Now, when there needs little more than to signify your acceptance, why

do you sit so lumpishly in your great-great-grandfather's oaken chair,

as if preferring it to the gubernatorial one? We have all heard of King

Log; but, in these jostling times, one of that royal kindred will

hardly win the race for an elective chief-magistracy.

Well; it is absolutely too late for dinner! Turtle, salmon, tautog,

woodcock, boiled turkey, South-Down mutton, pig, roast-beef, have

vanished, or exist only in fragments, with lukewarm potatoes, and

gravies crusted over with cold fat. The Judge, had he done nothing

else, would have achieved wonders with his knife and fork. It was he,

you know, of whom it used to be said, in reference to his ogre-like

appetite, that his Creator made him a great animal, but that the

dinner-hour made him a great beast. Persons of his large sensual

endowments must claim indulgence, at their feeding-time. But, for

once, the Judge is entirely too late for dinner! Too late, we fear,

even to join the party at their wine! The guests are warm and merry;

they have given up the Judge; and, concluding that the Free-Soilers

have him, they will fix upon another candidate. Were our friend now to

stalk in among them, with that wide-open stare, at once wild and

stolid, his ungenial presence would be apt to change their cheer.

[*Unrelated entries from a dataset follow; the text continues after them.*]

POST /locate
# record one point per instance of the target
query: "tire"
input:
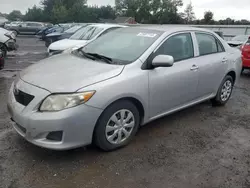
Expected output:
(4, 49)
(101, 133)
(226, 85)
(242, 70)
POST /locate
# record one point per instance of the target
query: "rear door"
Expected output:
(173, 87)
(246, 50)
(212, 63)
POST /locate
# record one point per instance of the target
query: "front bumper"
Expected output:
(77, 124)
(1, 63)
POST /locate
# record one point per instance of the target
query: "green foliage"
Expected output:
(144, 11)
(208, 17)
(34, 14)
(15, 15)
(150, 11)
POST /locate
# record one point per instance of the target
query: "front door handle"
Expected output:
(194, 67)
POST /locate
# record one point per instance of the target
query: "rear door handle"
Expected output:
(194, 67)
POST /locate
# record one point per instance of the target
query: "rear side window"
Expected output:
(179, 46)
(208, 44)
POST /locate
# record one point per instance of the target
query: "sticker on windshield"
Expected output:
(150, 35)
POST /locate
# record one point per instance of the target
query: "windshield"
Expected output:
(86, 33)
(73, 29)
(123, 45)
(242, 38)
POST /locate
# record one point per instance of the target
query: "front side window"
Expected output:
(179, 46)
(208, 44)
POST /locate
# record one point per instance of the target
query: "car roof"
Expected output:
(106, 26)
(171, 28)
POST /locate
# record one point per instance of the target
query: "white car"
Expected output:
(82, 37)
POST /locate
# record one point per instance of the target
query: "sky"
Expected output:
(222, 9)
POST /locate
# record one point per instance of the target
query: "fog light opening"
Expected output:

Neither would it be seemly in Judge Pyncheon, generally so scrupulous

in his attire, to show himself at a dinner-table with that crimson

stain upon his shirt-bosom. By the bye, how came it there? It is an

ugly sight, at any rate; and the wisest way for the Judge is to button

his coat closely over his breast, and, taking his horse and chaise from

the livery stable, to make all speed to his own house. There, after a

glass of brandy and water, and a mutton-chop, a beefsteak, a broiled

fowl, or some such hasty little dinner and supper all in one, he had

better spend the evening by the fireside. He must toast his slippers a

long while, in order to get rid of the chilliness which the air of this

vile old house has sent curdling through his veins.